Immunohistochemical Expression of Retinoblastoma Gene Product in Normal, Hyperplastic and Malignant Endometrium. Correlation with p53 Protein Expression, c-erbB-2, Hormone Receptors’ Status and Proliferative Activity

E. E. Ioachim,1 A. C. Goussia,1 E. G. Kitsiou,2 K. Charalabopoulos,3 E. Mermiga,2 and S. Stefanaki2

1Dept. of Pathology, Medical School, University of Ioannina, Ioannina, Greece
2Dept. of Pathology, General Hospital of `G. Hatzikosta’, Ioannina, Greece
3Dept. of Experimental Physiology, Medical School, University of Ioannina, Ioannina, Greece

Received 4 November 2002; Accepted 4 November 2002

Copyright © 2002 Hindawi Publishing Corporation. This is an open access article distributed under the Creative Commons Attribution License, which permits unrestricted use, distribution, and reproduction in any medium, provided the original work is properly cited.

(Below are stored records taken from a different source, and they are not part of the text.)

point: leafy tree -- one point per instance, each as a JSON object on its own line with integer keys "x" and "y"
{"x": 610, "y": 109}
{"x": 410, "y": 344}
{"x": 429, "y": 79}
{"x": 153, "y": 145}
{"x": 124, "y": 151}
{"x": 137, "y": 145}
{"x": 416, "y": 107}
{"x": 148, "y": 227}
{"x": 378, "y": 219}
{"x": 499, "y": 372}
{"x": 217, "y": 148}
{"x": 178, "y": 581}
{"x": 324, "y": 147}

Alterations of the retinoblastoma (Rb) gene have been described in several human neoplasms and recently, it has been suggested that these alterations may play a role in the development of endometrial carcinomas. Paraffin sections from 31 cases of normal endometrium (16 proliferative, 15 secretory), 35 hyperplastic lesions and 89 endometrial carcinomas were investigated immunohistochemically for Rb protein (pRb) expression. The results were compared with p53 and c-erbB-2 protein expression, estrogen (ER) and progesterone (PR) receptors’ status and with clinicopathological prognostic factors. pRb was expressed in normal, hyperplastic and neoplastic epithelium. Proliferative endometrium showed more intense and extensive pRb staining than secretory endometrium. pRb reactivity was heterogeneous in the hyperplastic endometrial cells. Lack or focal (< 10% of endometrial cells) pRb immunostaining was noted in 56.2% and 27% of carcinomas, respectively. In the remaining cases (16.8%) pRb staining was heterogeneous or diffuse. The absence or presence of pRb expression was independent of grade and stage. In normal proliferative and secretory endometrium, pRb expression was correlated with PR (p = 0.006 and p = 0.001, respectively), PCNA (p = 0.04 and p = 0.01, respectively) and MIB1 (p = 0.02 and p < 0.0001, respectively) expression. In hyperplasias, pRb was related to PR (p = 0.016) and MIB1 (p < 0.0001) expression. In carcinomas, a relationship of pRb expression with p53 (p = 0.0015), ER (p = 0.0002), PR (p = 0.0004) and PCNA (p = 0.013) status was detected. We suggest that the absence or presence of pRb expression does not seem to be associated with the progression of endometrioid carcinoma. In addition, pRb seems to be normally regulated in relation to the proliferative growth fraction of the tumours.